I miss sitting on the bridges over looking the Seine. Any one of them would do for me this morning. I spent the most time sitting on the one by school and the Pompidou Centre. The breeze that flows over the bridge washes away past mistakes, unnecessary brain clutter, bad memories, and more than once my desire to ever leave Paris. That was zen for me.
However- even when you find somewhere you love so deeply, there is a time to leave it. My heart knew when it was time. (My expiring travel visa helped...) So home I came and life rolled forward through to the next fork. Tahiti. Tahiti is a story for another morning. I'm sure anyone reading this can see why I called this blog the Sentimentalist. I've inherited it from my paternal Grandmother. I see it now, finally living by her and Grandpa in Atlanta, that this was a genetic trait passed on. Not just the ability to remember- but that I remember the feelings of where and when with more detail than the actual events. She has a house full of memories of those she loved and their possessions. My sentimentality never leaves me. It subconsciously seeps into my dreams so that when I wake up, I remember things otherwise lost to everyday stresses and life.

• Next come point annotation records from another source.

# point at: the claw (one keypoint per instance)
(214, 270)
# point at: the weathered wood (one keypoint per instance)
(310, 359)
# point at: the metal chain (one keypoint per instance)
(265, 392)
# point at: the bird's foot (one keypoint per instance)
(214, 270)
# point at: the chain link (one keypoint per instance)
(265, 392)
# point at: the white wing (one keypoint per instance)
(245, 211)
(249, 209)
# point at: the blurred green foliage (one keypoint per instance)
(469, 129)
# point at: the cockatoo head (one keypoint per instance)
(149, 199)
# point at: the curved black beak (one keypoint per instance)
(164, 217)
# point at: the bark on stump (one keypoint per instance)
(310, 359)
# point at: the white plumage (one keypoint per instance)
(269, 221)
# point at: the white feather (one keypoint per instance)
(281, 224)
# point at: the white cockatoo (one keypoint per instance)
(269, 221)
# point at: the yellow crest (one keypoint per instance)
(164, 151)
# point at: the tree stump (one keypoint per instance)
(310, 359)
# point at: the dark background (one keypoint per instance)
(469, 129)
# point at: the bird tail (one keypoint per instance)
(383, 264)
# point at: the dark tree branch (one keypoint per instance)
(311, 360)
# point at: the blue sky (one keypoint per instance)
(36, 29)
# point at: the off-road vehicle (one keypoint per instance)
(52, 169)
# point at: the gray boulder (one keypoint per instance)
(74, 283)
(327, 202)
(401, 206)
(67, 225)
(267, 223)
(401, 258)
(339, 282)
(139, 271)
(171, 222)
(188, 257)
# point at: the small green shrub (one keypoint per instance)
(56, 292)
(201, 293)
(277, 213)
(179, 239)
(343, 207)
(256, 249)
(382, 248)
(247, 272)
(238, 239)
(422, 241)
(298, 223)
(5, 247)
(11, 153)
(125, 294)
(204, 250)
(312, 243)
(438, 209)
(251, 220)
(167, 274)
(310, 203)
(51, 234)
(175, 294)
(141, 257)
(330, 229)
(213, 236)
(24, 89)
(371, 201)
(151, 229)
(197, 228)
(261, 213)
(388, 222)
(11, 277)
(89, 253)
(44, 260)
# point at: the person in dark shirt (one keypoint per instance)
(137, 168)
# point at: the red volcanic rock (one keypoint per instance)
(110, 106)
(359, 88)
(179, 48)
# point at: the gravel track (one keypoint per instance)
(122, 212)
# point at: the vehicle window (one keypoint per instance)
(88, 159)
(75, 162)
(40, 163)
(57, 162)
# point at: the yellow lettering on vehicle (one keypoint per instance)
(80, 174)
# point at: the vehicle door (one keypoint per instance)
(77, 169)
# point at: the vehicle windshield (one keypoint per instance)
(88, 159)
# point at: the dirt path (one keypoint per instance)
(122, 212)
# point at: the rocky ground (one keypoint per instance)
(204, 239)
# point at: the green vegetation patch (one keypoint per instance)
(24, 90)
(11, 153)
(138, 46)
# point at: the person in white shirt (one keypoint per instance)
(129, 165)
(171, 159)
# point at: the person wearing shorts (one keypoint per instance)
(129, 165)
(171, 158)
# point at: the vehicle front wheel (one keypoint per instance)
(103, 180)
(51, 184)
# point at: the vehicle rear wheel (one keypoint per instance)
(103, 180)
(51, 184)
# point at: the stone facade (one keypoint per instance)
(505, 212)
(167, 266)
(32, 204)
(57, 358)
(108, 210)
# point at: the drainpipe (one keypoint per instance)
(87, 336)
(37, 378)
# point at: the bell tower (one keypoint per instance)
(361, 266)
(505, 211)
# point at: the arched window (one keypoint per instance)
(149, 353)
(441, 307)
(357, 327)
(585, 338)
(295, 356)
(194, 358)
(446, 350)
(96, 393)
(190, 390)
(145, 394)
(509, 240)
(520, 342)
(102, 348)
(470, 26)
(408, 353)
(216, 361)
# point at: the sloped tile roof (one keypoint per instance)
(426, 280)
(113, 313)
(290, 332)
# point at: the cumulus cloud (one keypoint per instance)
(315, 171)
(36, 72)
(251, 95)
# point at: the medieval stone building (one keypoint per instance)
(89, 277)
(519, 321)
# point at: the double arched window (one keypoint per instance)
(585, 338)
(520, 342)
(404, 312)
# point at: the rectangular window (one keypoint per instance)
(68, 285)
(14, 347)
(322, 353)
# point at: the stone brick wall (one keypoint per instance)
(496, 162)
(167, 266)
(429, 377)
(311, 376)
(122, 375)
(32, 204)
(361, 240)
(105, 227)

My real question for the future is a little more un-nerving than a fork in the road. I think I might need forks in the road more frequently than the average joe. I'm quite worried in faithless moments looking at my married-and-stay-at-home-track record that the rest of life is one straight path forward. Life seems more settled with Zach graduated and another baby on the way. When you are not alone anymore, roots grow faster in places you land. They need to. Our Georgia roots are taking hold and though I know in my mind that the steadiness provided by those growing roots is welcomed to a happy and healthy family, I must remind my heart that somewhere, hidden in God's mind, adventures lie ahead. He knows my heart aching for the next fork that will lead to a deeper, bigger me. And now that Zach and Kate (and baby boy en route) are a part of my heart, the adventures won't be right without them. So what on earth could they be? This next baby is my hunch. Adventures within the home are harder for me to wrap my mind around than the kind of adventure where you travel somewhere to see something new. They take a lot more reflection to learn from than seeing somewhere foreign and letting it become part of you. Adventures within the home look a whole lot like normal life. I guess that is my trick too--finding the magic in my home. And showing it to Kate.